Note: four hundred and seventy-four, kṛta-adri-veda, word-numbers for four (kṛta, the four dots on a winning dice, also the kṛta yuga where dharma stands on all four legs), seven (adri, mountain, the seven mountains), and four (veda, the four vedas). Then the whole number is to be read backwards, although with this particular number it would not matter.
. . . . . . . . . . . . . . . . .
ṣaṇ-manūnāṃ tu sampīḍya kālaṃ tat-sandhibhiḥ saha |
kalpādi-sandhinā sārdhaṃ vaivasvata-manos tathā || 45 ||
yugānāṃ tri-ghanaṃ yātaṃ tathā kṛta-yugaṃ tv idam |
projjhya sṛṣṭes tataḥ kālaṃ pūrvoktaṃ divya-saṅkhyayā || 46 ||
sūryābda-saṅkhyayā jñeyāḥ kṛtasyānte gatā amī |
kha-catuṣka-yamādry-agni-śara-randhra-niśākarāḥ || 47 ||
45-47. Having combined the time of the six [past] manus together with their sandhi periods, along with the sandhi period at the beginning of the kalpa, also of the Vaivasvata manu the passed three cubed [i.e., 27] yugas, plus this kṛta yuga; having subtracted from that the time of creation previously stated by the count of divine [years]; the passed [years] at the end of the kṛta [yuga] by the count of solar years are to be understood as these: four skies, twins, mountain, fire, arrow, bodily openings, moon [i.e., 1,953,720,000].

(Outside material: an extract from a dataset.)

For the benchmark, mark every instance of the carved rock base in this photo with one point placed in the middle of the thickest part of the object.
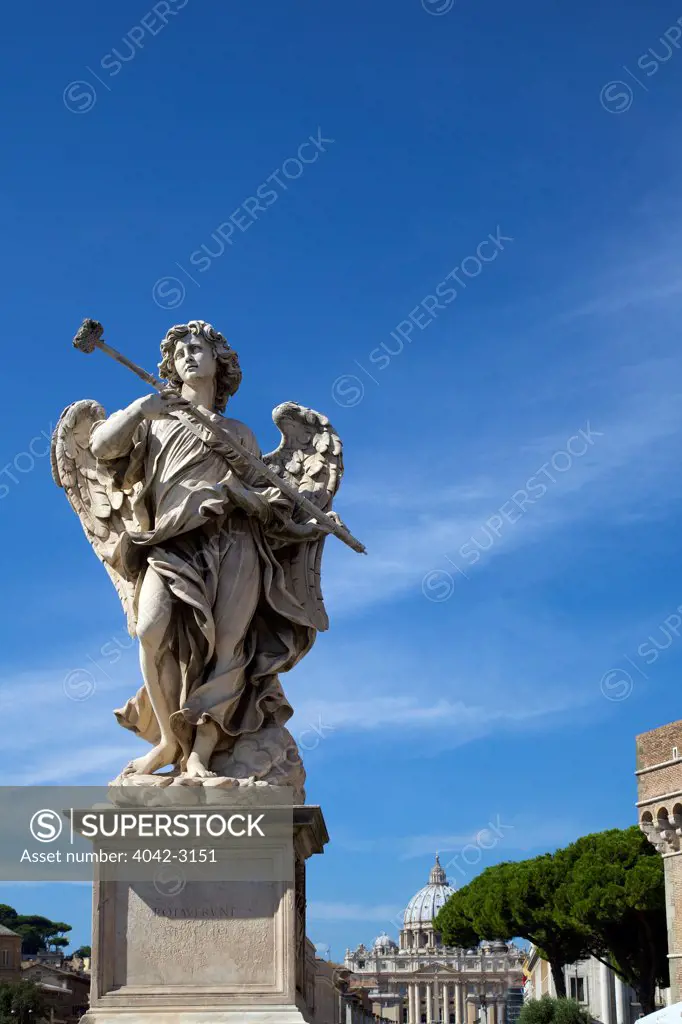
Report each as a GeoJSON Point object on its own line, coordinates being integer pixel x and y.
{"type": "Point", "coordinates": [207, 951]}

Notes: kha-catuṣka, a group of four skies, where sky or space equals 0, so 0000; yama, twins, 2; adri, mountain (the seven mountains), so 7; agni, fire (the three fires), so 3; śara, arrow (the five arrows), so 5; randhra, opening (the nine apertures of the body), so 9; niśākara, “night-maker,” the moon, so 1. Then all these digits must be read backwards, yielding 1,953,720,000. As the word-number nine, the reading randhra is superior to the reading nanda, found only in the edition with the commentary by Parameśvara (based on a transcript of a single manuscript from the Adyar Library). The other commentaries cited in the footnotes read randhra. The nine Nanda brother-kings in Indian history come far later than the age of the Sūrya-siddhānta is supposed to be. The variant sampiṇḍya for sampīḍya in 45a, being synonyms, and the preceding ca for tu, make little difference.